Conclusions and future perspectives
Retromer mediates endosome-to-Golgi retrieval and, through interactions with accessory proteins such as the WASH complex, also has a role in endosome-to-plasma membrane transport. Retromer can regulate GPCR signalling and has a key role in mediating the localisation and processing of APP, thus implicating retromer function in AD. Mutation of retromer components (e.g. Vps35) or proteins that operate with retromer (e.g. the strumpellin subunit of the WASH complex) results in other forms of progressive neurodegenerative disease, including Parkinson disease and HSP.
What developments might occur in the future? First, the number of cargo proteins that depend on retromer for their correct localisation is increasing month-by-month and it seems likely that additional membrane proteins, possibly physiologically important proteins or membrane proteins implicated in disease, will be identified that require retromer for their appropriate localisation. I would anticipate that additional retromer-associated proteins will also be discovered that will have interesting roles in regulating endosomal protein sorting. Given that retromer operates at endosomes, where many signals initiated in response to extracellular stimuli are processed, it is likely that future research will reveal how retromer activity impinges on various signalling pathways and will identify signalling events that themselves regulate retromer function, possibly through post-translational modifications such as phosphorylation. Several of the retromer proteins or retromer-associated proteins can be phosphorylated, including the Snx-BAR dimer and Fam21 (see http://www.uniprot.org/), but it is currently unknown what role phosphorylation or other post-translational modifications might play in regulating retromer. It is 14 years since retromer was first described, but its story has only just begun.

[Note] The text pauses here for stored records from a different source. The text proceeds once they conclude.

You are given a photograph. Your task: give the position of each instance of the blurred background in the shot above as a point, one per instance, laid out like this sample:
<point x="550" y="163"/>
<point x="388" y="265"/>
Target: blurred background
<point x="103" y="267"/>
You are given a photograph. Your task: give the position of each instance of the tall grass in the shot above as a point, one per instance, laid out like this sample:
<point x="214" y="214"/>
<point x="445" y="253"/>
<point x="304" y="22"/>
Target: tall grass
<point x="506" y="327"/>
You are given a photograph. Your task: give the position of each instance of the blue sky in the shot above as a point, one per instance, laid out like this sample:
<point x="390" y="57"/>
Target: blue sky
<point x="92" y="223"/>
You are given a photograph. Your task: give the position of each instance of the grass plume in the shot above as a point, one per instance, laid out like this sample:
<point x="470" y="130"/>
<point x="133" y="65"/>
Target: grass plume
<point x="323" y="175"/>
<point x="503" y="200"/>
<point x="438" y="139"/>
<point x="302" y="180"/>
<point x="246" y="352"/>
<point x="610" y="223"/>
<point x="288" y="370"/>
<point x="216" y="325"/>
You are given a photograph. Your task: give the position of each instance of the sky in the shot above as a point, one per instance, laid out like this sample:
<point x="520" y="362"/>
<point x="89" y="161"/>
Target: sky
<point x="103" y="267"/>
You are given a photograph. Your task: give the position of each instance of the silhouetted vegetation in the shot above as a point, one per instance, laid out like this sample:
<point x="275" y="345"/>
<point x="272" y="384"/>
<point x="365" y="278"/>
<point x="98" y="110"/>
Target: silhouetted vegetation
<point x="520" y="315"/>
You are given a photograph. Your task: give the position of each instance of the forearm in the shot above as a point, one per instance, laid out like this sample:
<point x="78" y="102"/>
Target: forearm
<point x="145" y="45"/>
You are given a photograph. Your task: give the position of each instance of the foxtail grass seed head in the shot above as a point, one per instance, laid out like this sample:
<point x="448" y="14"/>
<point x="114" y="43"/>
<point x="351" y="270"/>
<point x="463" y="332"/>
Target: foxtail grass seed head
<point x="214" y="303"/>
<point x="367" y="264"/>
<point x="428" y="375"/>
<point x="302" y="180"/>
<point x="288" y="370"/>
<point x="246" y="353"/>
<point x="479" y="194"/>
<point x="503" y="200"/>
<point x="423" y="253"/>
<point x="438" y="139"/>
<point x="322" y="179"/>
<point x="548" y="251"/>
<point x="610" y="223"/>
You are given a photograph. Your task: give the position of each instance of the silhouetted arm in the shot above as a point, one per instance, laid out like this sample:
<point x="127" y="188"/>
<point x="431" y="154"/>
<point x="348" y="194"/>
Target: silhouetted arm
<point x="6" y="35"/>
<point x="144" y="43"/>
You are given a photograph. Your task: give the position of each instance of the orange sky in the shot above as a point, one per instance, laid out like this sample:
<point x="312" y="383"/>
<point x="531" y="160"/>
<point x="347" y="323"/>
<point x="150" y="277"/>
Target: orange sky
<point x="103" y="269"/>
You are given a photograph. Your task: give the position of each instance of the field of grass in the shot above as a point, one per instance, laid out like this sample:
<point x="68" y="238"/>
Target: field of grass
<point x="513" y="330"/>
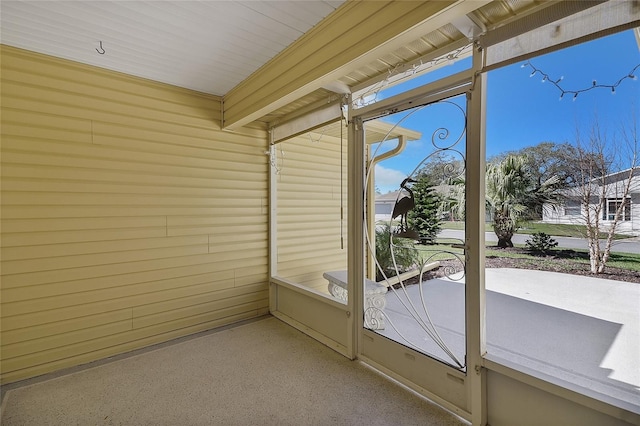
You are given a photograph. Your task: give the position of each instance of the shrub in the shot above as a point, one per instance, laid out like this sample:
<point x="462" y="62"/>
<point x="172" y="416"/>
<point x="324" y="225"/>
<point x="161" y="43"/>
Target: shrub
<point x="406" y="257"/>
<point x="540" y="243"/>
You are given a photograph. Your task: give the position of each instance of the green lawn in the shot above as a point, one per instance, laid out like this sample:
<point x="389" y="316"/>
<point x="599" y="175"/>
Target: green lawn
<point x="441" y="251"/>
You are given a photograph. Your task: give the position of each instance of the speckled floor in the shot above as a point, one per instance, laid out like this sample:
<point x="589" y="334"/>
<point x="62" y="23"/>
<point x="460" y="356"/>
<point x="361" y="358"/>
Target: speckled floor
<point x="260" y="373"/>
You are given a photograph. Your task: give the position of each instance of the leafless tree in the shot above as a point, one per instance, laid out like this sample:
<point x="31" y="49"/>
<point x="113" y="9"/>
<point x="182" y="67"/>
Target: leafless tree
<point x="606" y="170"/>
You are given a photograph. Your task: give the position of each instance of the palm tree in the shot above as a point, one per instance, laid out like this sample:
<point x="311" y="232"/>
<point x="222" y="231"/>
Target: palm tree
<point x="514" y="194"/>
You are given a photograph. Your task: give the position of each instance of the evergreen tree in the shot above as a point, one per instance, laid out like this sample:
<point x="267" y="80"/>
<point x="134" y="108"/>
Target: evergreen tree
<point x="425" y="217"/>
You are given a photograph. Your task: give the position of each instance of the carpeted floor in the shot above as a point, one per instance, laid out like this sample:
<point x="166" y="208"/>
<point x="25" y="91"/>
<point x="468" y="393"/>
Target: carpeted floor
<point x="260" y="373"/>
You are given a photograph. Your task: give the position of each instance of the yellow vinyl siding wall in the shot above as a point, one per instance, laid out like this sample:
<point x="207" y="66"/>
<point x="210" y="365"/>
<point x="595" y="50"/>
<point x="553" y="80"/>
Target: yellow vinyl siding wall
<point x="128" y="217"/>
<point x="309" y="221"/>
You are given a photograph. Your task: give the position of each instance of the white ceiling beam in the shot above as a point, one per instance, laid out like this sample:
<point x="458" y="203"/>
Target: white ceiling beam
<point x="355" y="35"/>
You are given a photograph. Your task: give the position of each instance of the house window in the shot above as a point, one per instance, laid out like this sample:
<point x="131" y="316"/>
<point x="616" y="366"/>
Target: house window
<point x="612" y="206"/>
<point x="572" y="208"/>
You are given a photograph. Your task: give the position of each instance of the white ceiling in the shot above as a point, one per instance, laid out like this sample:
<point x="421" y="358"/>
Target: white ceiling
<point x="209" y="46"/>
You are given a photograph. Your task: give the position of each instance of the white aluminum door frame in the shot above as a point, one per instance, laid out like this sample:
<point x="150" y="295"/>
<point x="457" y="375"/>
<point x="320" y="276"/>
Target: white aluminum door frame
<point x="427" y="376"/>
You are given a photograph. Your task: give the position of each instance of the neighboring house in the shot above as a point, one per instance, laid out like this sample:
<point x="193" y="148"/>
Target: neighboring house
<point x="572" y="211"/>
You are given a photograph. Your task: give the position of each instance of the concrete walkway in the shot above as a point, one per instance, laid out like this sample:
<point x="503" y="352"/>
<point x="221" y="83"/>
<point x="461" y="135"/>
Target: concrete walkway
<point x="629" y="245"/>
<point x="585" y="331"/>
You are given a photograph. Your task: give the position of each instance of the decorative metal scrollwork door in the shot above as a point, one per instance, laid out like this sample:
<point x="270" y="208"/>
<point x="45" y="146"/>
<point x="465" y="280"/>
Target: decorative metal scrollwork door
<point x="419" y="262"/>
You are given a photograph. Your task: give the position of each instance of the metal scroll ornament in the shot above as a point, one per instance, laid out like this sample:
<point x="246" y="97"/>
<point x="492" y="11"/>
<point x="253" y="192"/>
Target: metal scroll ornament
<point x="442" y="259"/>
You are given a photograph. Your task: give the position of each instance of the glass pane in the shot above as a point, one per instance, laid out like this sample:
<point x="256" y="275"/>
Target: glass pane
<point x="555" y="304"/>
<point x="311" y="208"/>
<point x="415" y="289"/>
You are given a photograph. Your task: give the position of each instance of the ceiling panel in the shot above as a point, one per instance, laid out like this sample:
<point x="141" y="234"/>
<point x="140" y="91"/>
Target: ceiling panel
<point x="209" y="46"/>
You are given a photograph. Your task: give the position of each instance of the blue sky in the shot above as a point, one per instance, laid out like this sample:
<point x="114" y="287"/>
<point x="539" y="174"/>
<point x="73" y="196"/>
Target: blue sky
<point x="523" y="111"/>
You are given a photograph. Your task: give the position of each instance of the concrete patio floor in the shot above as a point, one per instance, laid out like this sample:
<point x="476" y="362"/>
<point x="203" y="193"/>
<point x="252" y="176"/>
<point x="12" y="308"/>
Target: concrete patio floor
<point x="584" y="331"/>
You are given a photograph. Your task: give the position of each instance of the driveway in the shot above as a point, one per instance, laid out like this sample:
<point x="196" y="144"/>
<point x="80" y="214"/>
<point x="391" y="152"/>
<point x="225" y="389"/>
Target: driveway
<point x="630" y="245"/>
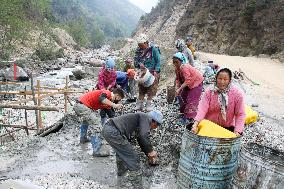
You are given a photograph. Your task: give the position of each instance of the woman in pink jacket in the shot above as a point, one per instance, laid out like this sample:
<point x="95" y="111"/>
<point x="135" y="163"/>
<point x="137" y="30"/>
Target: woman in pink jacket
<point x="222" y="104"/>
<point x="107" y="76"/>
<point x="189" y="83"/>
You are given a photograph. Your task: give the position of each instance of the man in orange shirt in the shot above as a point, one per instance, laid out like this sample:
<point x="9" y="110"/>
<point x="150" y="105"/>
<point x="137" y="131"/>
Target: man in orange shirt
<point x="103" y="100"/>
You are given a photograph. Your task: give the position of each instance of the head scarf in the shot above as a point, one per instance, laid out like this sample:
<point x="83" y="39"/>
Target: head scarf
<point x="181" y="57"/>
<point x="223" y="95"/>
<point x="109" y="64"/>
<point x="189" y="38"/>
<point x="180" y="45"/>
<point x="142" y="38"/>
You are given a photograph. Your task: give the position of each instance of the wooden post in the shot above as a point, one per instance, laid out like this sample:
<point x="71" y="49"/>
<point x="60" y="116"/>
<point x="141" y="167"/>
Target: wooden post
<point x="35" y="101"/>
<point x="65" y="94"/>
<point x="39" y="103"/>
<point x="26" y="114"/>
<point x="15" y="71"/>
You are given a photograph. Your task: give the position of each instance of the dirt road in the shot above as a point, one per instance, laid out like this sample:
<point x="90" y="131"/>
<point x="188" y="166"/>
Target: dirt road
<point x="268" y="73"/>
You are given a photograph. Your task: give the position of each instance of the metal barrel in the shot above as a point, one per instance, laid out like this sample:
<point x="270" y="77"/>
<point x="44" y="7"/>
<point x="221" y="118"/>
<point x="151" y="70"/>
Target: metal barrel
<point x="207" y="163"/>
<point x="260" y="167"/>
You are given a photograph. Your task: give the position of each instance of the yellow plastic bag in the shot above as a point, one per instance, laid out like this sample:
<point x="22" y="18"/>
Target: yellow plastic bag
<point x="251" y="115"/>
<point x="210" y="129"/>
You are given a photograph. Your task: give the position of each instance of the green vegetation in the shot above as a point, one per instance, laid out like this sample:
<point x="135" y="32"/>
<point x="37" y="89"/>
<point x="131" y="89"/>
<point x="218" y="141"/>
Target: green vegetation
<point x="89" y="22"/>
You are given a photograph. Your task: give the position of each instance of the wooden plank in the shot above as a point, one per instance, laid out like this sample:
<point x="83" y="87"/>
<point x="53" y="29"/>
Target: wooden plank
<point x="11" y="83"/>
<point x="39" y="104"/>
<point x="65" y="94"/>
<point x="35" y="102"/>
<point x="26" y="115"/>
<point x="44" y="96"/>
<point x="18" y="126"/>
<point x="30" y="107"/>
<point x="9" y="133"/>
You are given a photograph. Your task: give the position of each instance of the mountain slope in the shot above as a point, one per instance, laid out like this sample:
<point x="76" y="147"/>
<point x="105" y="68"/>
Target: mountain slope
<point x="89" y="22"/>
<point x="243" y="27"/>
<point x="123" y="15"/>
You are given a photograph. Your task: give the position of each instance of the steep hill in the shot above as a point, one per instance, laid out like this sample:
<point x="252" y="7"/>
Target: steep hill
<point x="26" y="24"/>
<point x="243" y="27"/>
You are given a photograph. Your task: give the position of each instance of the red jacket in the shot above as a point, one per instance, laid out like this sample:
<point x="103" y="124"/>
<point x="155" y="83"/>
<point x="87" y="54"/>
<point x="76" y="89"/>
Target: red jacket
<point x="91" y="99"/>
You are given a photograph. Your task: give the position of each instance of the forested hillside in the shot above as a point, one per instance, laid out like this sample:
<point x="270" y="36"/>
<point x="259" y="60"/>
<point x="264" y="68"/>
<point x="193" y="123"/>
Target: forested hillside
<point x="89" y="22"/>
<point x="243" y="27"/>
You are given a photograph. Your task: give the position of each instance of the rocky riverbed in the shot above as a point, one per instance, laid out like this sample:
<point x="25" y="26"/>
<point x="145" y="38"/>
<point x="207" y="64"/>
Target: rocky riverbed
<point x="59" y="161"/>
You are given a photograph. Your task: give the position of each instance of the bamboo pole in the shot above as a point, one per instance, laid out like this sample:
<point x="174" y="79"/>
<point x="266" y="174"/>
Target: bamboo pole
<point x="35" y="102"/>
<point x="65" y="94"/>
<point x="39" y="104"/>
<point x="17" y="126"/>
<point x="10" y="83"/>
<point x="26" y="114"/>
<point x="44" y="96"/>
<point x="10" y="133"/>
<point x="30" y="107"/>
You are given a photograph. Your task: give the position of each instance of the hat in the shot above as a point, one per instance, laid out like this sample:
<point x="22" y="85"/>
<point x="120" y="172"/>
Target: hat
<point x="157" y="116"/>
<point x="189" y="38"/>
<point x="180" y="44"/>
<point x="131" y="73"/>
<point x="129" y="60"/>
<point x="142" y="38"/>
<point x="110" y="63"/>
<point x="226" y="70"/>
<point x="181" y="57"/>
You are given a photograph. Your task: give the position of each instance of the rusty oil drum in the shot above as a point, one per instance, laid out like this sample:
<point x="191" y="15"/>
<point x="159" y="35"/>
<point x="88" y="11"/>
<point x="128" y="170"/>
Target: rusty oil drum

The endocytic pathway, represented by the green–red bar, is a continuum of maturing endosomes that acidify as part of the maturation process. Rab5 present on early endosomes promotes PtdIns(3)P synthesis required for Snx3 membrane association. Early endosomes are relatively rich in PtdIns(3)P which is converted to PtdIns(3,5)P2 during maturation. Rab conversion in which Rab7a supplants Rab5 is a key event in endosome maturation and is associated with production of membrane tubules (van Weering et al., 2012). The respective levels of endosomal Rab5, Snx3, and Rab7a vary during endosome maturation and are represented by the sloping polygons.The requirement for both Snx3 and Rab7a to mediate the recruitment of the cargo-selective retromer complex therefore defines the region where retromer operates. The diagram is adapted with permission from Michael E. Harbour (Michael E. Harbour, Novel interactions of the cargo-recognition subcomplex of retromer, Ph.D Thesis. University of Cambridge, 2012).
Acknowledgements
I would like to thank my colleagues Sophie Breusegem and Caroline Freeman for helpful comments on the manuscript.
Funding
M.N.J.S. is funded through a Senior Fellowship award from the UK Medical Research Council [grant number G0701444].